When you study an artist’s storytelling, the most important thing is to ask yourself questions about the work.
First, ask yourself what’s communicated by the look of the characters–their design, their clothing, their facial expressions and gestures. What “types” are the characters? How much can you tell about them without reading the story? Then note the space taken up by each character in a panel– What is the effect of that choice, and what effect does it have when compared with the size of the drawings in adjacent panels? Did an important thing get higher or lower from one panel to the next? Did it separate itself from a crowded background to stand out more clearly? Does one character seem to dominate a panel? Why did the artist choose one camera angle and not another? Often, an angle is chosen simply to put the most important storytelling element where it can be easily seen. If you need to show that the bad guy has a gun, give your reader a good look at the gun. If you want to show that someone is smiling, don’t show the back of his head. Another common reason for choosing an angle is to provide contrast with nearby panels. It can look awkward if the major elements in two panels both have similar shapes and tilts. The angles can also be chosen for expressive reasons. Look at the abstract shapes made in each panel, and characterize those if possible. Is the panel built on horizontals, verticals, diagonals? Do the elements move in one direction, or several? What sort of feelings do the shapes evoke? Are there threatening shapes? Explosive? Defeated? It isn’t hard to picture the difference between a “sad” tree and a “happy” one, but subtler effects can be created as well.
Look for motifs in the story. Do certain shots appear over and over? In “The Searchers,” a great John Wayne western, silhouettes are used to great symbolic effect. Several Eisner “Spirit” stories turn on the repetition of a gesture, as does one of the best chapters in Gilbert Hernandez’s “Poison River.”

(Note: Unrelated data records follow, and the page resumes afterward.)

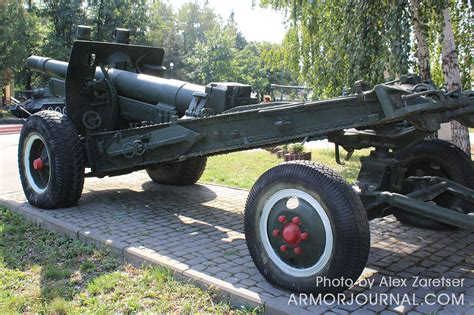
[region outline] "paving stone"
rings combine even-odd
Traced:
[[[251,287],[254,286],[257,282],[252,280],[252,279],[242,279],[239,282],[241,285],[244,285],[246,287]]]
[[[472,307],[474,308],[474,305]],[[454,313],[454,314],[462,314],[465,310],[466,310],[465,305],[446,305],[443,309],[443,311]]]
[[[237,277],[239,279],[247,279],[250,276],[247,273],[239,272],[239,273],[234,274],[234,277]]]
[[[355,310],[354,312],[351,313],[352,315],[372,315],[372,314],[377,314],[376,312],[374,311],[370,311],[370,310],[367,310],[367,309],[358,309],[358,310]]]
[[[351,304],[347,304],[347,305],[341,305],[340,308],[346,310],[346,311],[349,311],[351,313],[353,313],[355,310],[357,310],[358,308],[361,308],[362,305],[359,305],[357,303],[351,303]]]
[[[418,305],[415,311],[427,314],[427,313],[437,312],[441,309],[442,307],[440,307],[439,305],[423,304],[423,305]]]
[[[383,311],[384,309],[387,308],[386,305],[383,304],[366,304],[362,307],[363,309],[371,310],[376,313]]]
[[[29,207],[37,216],[52,217],[74,225],[77,230],[93,230],[94,235],[102,239],[132,244],[146,253],[164,257],[170,264],[189,266],[188,274],[200,272],[210,279],[214,277],[227,282],[229,287],[246,289],[263,299],[275,298],[279,303],[285,303],[290,292],[269,284],[250,258],[243,234],[246,198],[247,191],[222,186],[157,185],[150,182],[146,173],[136,172],[100,180],[87,178],[79,205],[68,209],[44,211],[29,207],[23,204],[22,193],[2,195],[0,202],[16,202],[17,207]],[[471,312],[469,303],[474,303],[473,232],[409,228],[393,216],[371,221],[370,228],[372,248],[364,277],[375,279],[378,284],[381,277],[410,280],[414,275],[427,278],[444,275],[466,282],[462,287],[442,291],[442,288],[413,288],[411,285],[396,289],[375,285],[371,290],[357,286],[351,293],[415,292],[417,302],[423,302],[428,293],[446,292],[464,294],[465,305],[308,305],[296,310],[325,314]],[[291,310],[294,312],[295,308]]]
[[[310,311],[313,314],[337,314],[333,312],[329,312],[331,308],[325,305],[311,305],[308,307],[308,311]]]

Note the presence or absence of backgrounds and which details are there to let us know where we are. It’s often surprising how little it is. The difference between the wall of a flophouse and a room in a castle might be just the shape of a window. I can recall an Alex Toth panel where we know we’re in an enormous airplane hangar even though all we can see is part of the silhouette of the nose of an airplane and the white ellipses of the tops of a group of fuel drums. This kind of simplicity is hard to pull off. You’re a lot better off drawing everything first, and then figuring out what you can eliminate.
Take careful note of how key props and locations are established. Ask yourself why the artist chose certain close-ups. Sometimes a close-up is just there to break up the monotony of a page, or to give a bit more emotional juice to a big moment, but when a good storyteller closes in on a seemingly unimportant small object or gesture, there is usually a good reason.
Look for the contrasts in each panel and on each page – Tall vs. short, scared vs.pleased, busy vs. empty, organic vs. geometric, light vs. dark, clean vs. dirty. Ask yourself what impact does this contrast have? humor? pathos? awe? irony?
This approach to studying works best when you look at the work of a master comics craftsman- someone like Will Eisner, Steve Rude, Joe Kubert, David Mazzucheli, Vitorio Giardino, Milt Caniff, Alex Toth, Barry Winsor Smith, Jaime Hernandez, Dave Gibbons, or Bernard Krigstein, to name a few. (Art Spiegelman wrote a lengthy analysis of this sort of B Krigstein’s great EC story “Master Race.” Each panel took a paragraph or two. If you can somehow find a copy of the Krigstein issue of an old EC Fanzine called “Squa Tront,” you’ll learn quite a bit.) And most of my analytical questions can be applied to movies as well. Watch older movies- pre 1960. They didn’t use as many flashy camera movements and quick cuts back then, so the storytelling is clearer, more direct and easier to study.
Dealing with all of these choices at once is a lot like juggling. Tossing & catching one ball is just a simple motor skill, two is a little tougher, three takes practice, and each new ball you toss in increases the difficulty. Keep at it. You’ll get better.